The Role of a Culture Journalist in a Disaster Zone
September 10, 2010
This morning I awoke to the headline news of an explosion caused by a ruptured gas line in San Bruno (just a few miles from where I live in San Francisco.) The explosion killed at least six people, injured many more and destroyed lots of homes.
In the grand scheme of things, this disaster is small when compared to the floods, tsunamis, famines and nuclear power plant radiation leaks that commonly make the news all over the world. But irrespective of the size of the event, the repercussions never fail to have a devastating effect on a community.

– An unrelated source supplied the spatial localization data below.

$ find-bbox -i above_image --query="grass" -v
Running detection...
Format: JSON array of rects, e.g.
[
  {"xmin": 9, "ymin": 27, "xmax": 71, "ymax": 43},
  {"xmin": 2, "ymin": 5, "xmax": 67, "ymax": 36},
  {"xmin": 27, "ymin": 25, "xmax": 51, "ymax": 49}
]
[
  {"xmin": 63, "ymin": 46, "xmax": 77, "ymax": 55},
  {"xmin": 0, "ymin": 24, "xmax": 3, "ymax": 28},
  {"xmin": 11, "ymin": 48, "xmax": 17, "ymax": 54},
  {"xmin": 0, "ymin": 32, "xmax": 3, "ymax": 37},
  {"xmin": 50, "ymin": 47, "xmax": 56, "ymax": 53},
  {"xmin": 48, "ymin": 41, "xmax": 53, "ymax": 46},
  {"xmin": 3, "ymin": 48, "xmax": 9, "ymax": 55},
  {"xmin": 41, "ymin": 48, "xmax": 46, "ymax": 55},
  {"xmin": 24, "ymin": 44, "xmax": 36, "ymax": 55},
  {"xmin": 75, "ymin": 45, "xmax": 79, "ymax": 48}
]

In the face of this, what's a culture journalist to do? My colleagues on the news desks of the local and national media were probably up all night reporting the story and continue to make sure that people are kept up to date. The local pub that I contribute to, The Bay Citizen, has been at the forefront of the charge. I am impressed by the organization's coverage of the blast so far.
But what's my role as a journalist in all of this? No one cares what an arts reporter/critic has to say about a gas pipe rupture.
I suppose ultimately, at this point in time, my role is not a professional one. It's simply to be a good citizen by helping people in need while keeping a professional eye on how the story unfolds down in San Bruno.
When the proverbial smoke clears, that's when I can actually start doing my job -- making sense of the event and how it impacts people's lives from a cultural perspective. But that's down the line.